Так постепенно мир искусства отделялся во мне от мира природы, пока, наконец, оба мира не приобрели полную независимость друг от друга[645].
Тут мне вспоминается один эпизод из моего прошлого, бывший источником моих мучений. Когда, будто вторично рожденный, я приехал из Москвы в Мюнхен, чувствуя вынужденный труд за спиной своей и видя перед лицом своим труд радости, то вскоре уже натолкнулся на ограничение своей свободы, сделавшее меня хоть только временно и с новым обликом, но все же опять-таки рабом — работа с моделью.
Я увидел себя в знаменитой в ту пору, битком набитой школе живописи Антона Ашбе[646]. Две, три «модели» позировали для головы и для нагого тела. Ученики и ученицы из разных стран теснились около этих дурнопахнущих, безучастных, лишенных выразительности, а часто и характера, получающих в час от 50 до 70 пфеннигов, явлений природы, покрывали осторожно, с тихим шипящим звуком штрихами и пятнами бумагу и холст и стремились возможно точно воспроизвести анатомически, конструктивно и характерно этих им чуждых людей. Они старались пересечением линий отметить расположение мускулов, особыми штрихами и плоскостями передать лепку ноздри, губы, построить всю голову «в принципе шара» и не задумывались, как мне казалось, ни минуты над искусством. Игра линий нагого тела иногда очень меня интересовала. Подчас она меня отталкивала. Некоторые позы некоторых тел развивали противное мне выражение линий, и мне приходилось копировать его, насилуя себя. Я жил в почти непрерывной борьбе с собою. Только выйдя опять на улицу, вздыхал я снова свободно и нередко поддавался искушению «удрать» из школы, чтобы побродить с этюдником[647] и по-своему отдаться природе на окраинах города, в его садах или на берегах Изара. Иногда я оставался дома и пытался на память, либо по этюду, либо просто отдаваясь своим фантазиям, иногда порядочно-таки уклонявшимся от «натуры», написать что-нибудь по своему вкусу[648].

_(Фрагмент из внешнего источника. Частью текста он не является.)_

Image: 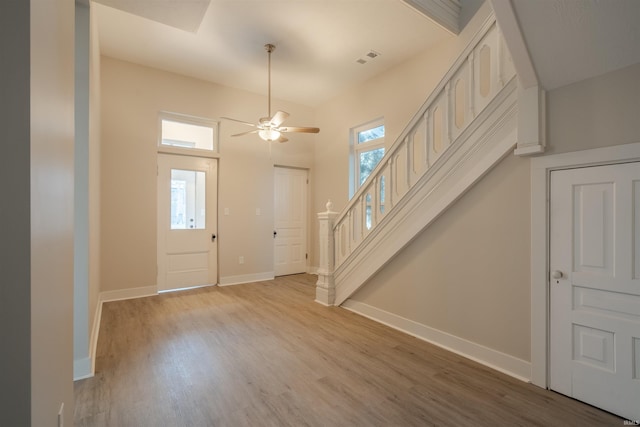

Хотя и не без колебания, но все же я счел себя обязанным заняться анатомией, для чего, между прочим, добросовестно прослушал даже целых два курса. Во второй раз мне посчастливилось записаться на полные жизни и темперамента лекции профессора Мюнхенского университета Moillet[649], которые он читал специально для художников[650]. Я записывал лекции, срисовывал препараты, нюхал трупный воздух. И всегда, но как-то только полусознательно, пробуждалось во мне странное чувство, когда приходилось слышать о прямом отношении анатомии к искусству. Мне казалось это странным, почти обидным.
Но скоро стало мне ясно, что каждая «голова», как бы ни показалась она вначале «безобразна», являет собой совершенную красоту. Без ограничений и оговорок обнаруживающийся в каждой такой голове естественный закон конструкции придает ей эту красоту. Часто, стоя перед такой «безобразной» головой, я повторял про себя: «Как умно». Именно нечто бесконечно умное говорит из каждой подробности: например, каждая ноздря пробуждает во мне то же чувство признательного удивления, как и полет дикой утки, связь листа с веткой, плавающая лягушка, клюв пеликана. То же чувство красиво-умного сейчас же проснулось во мне и во время лекции Moillet.
Впоследствии я понял, что по этой же причине все целесообразно безобразное и в произведении искусства — прекрасно.
Тогда же я чувствовал только смутно, что передо мной открывается тайна особого мира. Но не в моих силах было связать этот мир с миром искусства. Посещая старую Пинакотеку, я видел, что ни один из великих мастеров не исчерпал всей глубины красоты и разумности природной лепки: природа оставалась непобедимой[651]. Временами мне чудился ее смех. Но гораздо чаще она представлялась мне отвлеченно «божественной»: она творила
Несколько товарищей увидели у меня как-то мои внешкольные работы и поставили на мне печать «колориста». Не без ехидства прозвали меня некоторые из них «пейзажистом». И то и другое не было мне приятно, тем более что я сознавал их правоту. Действительно, в области краски я был гораздо больше «дома», нежели в рисунке. Один из очень мне симпатичных товарищей сказал мне в утешение, что колористам часто не дается рисунок[652]. Но это не уменьшало моего страха перед грозящим мне бедствием, и я не знал, какими средствами от него найти спасение.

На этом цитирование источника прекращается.